Etkinliğe katılan Geleneksel Türk Okçuluğu eski yönetim kurulu üyesi ve antrenörü Recep Şengül, bu kadim sporun önemine dikkat çekerek, "Geleneksel Türk okçuluğu modern sporlardan farklıdır. Bu alanda kullanılan her terim, her ekipman tarihle yoğrulmuş anlamlar taşır. Sadak, tirkeş, tunç, sal, onçbaşı, kerti gibi kavramlar bu kültürün sözlükleridir" dedi.

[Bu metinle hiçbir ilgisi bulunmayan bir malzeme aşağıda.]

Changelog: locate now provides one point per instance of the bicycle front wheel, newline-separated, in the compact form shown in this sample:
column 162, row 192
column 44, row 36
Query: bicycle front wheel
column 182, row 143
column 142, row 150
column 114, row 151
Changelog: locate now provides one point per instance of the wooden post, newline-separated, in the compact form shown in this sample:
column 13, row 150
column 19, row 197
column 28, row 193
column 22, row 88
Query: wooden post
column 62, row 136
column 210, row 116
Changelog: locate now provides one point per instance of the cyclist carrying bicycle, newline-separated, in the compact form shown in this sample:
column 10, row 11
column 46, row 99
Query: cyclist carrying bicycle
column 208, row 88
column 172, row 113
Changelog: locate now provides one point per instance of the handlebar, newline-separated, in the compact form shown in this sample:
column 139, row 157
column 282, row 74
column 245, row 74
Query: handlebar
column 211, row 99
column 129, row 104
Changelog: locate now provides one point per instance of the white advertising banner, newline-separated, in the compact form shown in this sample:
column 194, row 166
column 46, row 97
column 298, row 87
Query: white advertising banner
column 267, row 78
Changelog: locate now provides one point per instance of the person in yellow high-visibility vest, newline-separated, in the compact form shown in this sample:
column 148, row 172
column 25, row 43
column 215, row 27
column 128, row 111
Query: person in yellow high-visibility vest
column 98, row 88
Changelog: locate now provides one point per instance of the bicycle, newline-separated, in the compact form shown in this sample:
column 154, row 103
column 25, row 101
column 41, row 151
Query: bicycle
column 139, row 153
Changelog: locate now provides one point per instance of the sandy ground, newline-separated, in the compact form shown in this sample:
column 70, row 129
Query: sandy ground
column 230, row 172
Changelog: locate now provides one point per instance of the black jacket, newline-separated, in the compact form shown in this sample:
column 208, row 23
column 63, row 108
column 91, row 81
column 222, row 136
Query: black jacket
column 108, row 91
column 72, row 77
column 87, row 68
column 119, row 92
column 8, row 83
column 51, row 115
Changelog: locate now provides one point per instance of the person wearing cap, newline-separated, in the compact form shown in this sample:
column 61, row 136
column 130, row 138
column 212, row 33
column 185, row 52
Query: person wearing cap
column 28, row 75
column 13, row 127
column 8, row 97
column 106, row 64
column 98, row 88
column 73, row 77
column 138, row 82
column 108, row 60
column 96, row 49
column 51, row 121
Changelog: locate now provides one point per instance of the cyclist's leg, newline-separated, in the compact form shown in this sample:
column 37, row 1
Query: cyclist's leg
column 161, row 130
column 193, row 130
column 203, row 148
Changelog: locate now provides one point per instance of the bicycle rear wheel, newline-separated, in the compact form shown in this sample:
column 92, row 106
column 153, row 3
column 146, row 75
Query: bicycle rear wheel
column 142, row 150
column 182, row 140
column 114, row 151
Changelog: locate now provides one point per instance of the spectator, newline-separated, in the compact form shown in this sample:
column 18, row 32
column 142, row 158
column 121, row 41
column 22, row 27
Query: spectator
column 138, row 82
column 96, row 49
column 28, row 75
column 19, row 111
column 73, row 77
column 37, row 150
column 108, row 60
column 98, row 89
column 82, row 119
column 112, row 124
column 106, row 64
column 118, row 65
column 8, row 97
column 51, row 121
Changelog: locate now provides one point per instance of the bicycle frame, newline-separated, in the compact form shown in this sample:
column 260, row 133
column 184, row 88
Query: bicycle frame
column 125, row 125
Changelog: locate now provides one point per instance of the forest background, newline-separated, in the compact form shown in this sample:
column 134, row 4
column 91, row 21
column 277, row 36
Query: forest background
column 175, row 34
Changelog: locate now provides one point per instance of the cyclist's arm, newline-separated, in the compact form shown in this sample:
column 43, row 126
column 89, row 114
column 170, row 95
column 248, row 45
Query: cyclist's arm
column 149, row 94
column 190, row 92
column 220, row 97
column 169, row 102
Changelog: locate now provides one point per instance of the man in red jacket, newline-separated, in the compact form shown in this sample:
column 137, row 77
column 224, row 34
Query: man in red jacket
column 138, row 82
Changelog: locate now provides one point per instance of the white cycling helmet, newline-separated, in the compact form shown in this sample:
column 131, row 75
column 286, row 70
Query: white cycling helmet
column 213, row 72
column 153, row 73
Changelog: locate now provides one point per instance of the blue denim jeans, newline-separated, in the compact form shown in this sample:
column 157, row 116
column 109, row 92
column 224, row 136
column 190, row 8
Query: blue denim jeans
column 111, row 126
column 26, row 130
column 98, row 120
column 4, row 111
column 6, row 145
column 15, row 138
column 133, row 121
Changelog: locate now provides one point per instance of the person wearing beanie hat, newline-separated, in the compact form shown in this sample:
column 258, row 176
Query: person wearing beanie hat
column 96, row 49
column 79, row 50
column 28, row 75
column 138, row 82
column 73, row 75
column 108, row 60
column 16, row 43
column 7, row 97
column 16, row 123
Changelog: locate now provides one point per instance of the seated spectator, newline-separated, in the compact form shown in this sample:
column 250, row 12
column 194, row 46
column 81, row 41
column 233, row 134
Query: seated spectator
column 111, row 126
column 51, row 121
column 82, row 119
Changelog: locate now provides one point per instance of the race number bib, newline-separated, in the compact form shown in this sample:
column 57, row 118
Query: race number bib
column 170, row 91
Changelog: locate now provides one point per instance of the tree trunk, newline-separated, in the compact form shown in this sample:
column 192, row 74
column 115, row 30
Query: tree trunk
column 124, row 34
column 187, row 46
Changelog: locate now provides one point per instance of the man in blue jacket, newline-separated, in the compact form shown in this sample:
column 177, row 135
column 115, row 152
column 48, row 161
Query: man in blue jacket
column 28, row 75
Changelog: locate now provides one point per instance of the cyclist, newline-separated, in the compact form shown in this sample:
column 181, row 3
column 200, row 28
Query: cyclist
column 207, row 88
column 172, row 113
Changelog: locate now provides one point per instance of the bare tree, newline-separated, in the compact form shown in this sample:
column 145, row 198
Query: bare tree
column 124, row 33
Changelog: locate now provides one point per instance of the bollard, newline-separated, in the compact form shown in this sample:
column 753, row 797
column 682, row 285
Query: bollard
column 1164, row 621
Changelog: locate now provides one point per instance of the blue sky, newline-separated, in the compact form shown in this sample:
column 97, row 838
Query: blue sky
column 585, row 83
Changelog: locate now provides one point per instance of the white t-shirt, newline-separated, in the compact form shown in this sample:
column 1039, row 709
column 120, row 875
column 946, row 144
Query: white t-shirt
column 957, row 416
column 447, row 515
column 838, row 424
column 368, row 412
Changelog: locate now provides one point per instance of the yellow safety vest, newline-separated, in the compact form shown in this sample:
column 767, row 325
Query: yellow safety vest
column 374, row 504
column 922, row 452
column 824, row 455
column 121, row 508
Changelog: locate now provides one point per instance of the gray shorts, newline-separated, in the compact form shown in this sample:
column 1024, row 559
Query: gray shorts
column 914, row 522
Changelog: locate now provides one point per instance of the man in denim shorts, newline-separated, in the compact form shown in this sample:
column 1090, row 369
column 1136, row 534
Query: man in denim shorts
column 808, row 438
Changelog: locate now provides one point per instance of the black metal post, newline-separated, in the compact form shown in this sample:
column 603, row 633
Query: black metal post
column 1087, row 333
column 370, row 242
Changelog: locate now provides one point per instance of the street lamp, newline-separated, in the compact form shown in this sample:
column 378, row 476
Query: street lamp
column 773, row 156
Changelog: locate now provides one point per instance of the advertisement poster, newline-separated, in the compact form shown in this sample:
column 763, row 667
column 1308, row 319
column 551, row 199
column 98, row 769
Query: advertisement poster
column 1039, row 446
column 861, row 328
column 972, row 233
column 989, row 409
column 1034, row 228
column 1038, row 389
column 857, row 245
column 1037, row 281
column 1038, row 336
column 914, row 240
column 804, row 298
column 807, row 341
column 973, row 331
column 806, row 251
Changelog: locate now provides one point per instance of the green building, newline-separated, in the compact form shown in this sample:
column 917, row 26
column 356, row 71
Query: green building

Şengül ayrıca, 18. yüzyıla ait sadak, Kafkas kıyafeti, kemer gümüşlüğü ve kompozit yay gibi geleneksel ekipmanları da tanıtarak yayların manda boynuzu, akçaağaç ve hayvan sinirinden; okların ise ahşap, demir uç ve kaz tüyünden üretildiğini belirtti. Okçulukta kullanılan yüzüklerin ise kemik ve boynuzdan yapıldığını, bu yüzüklerde aile armaları, motifler ve tarihî sembollerin yer aldığını ifade etti.
Etkinlikte söz alan Ondokuz Mayıs Üniversitesi Ziraat Fakültesi akademisyeni Ünal Kılıç, yedi yıl önce başladığı bu geleneksel sporun önemine dikkat çekerek, “Atalarımızdan miras kalan bu sporu üniversitemizde seçmeli ders olarak veriyoruz. Aynı ruhla ok atıyor, o heyecanı öğrencilerimize de yaşatıyoruz” diye konuştu.
Katılımcıların yoğun ilgisiyle gerçekleşen etkinlik, kültürel mirasın yaşatılması açısından önemli bir farkındalık oluşturdu. Geleneksel Türk okçuluğu, festivalde yalnızca bir spor gösterisi değil, tarihsel bir köprü işlevi görerek geçmişle bugünü bir araya getirdi.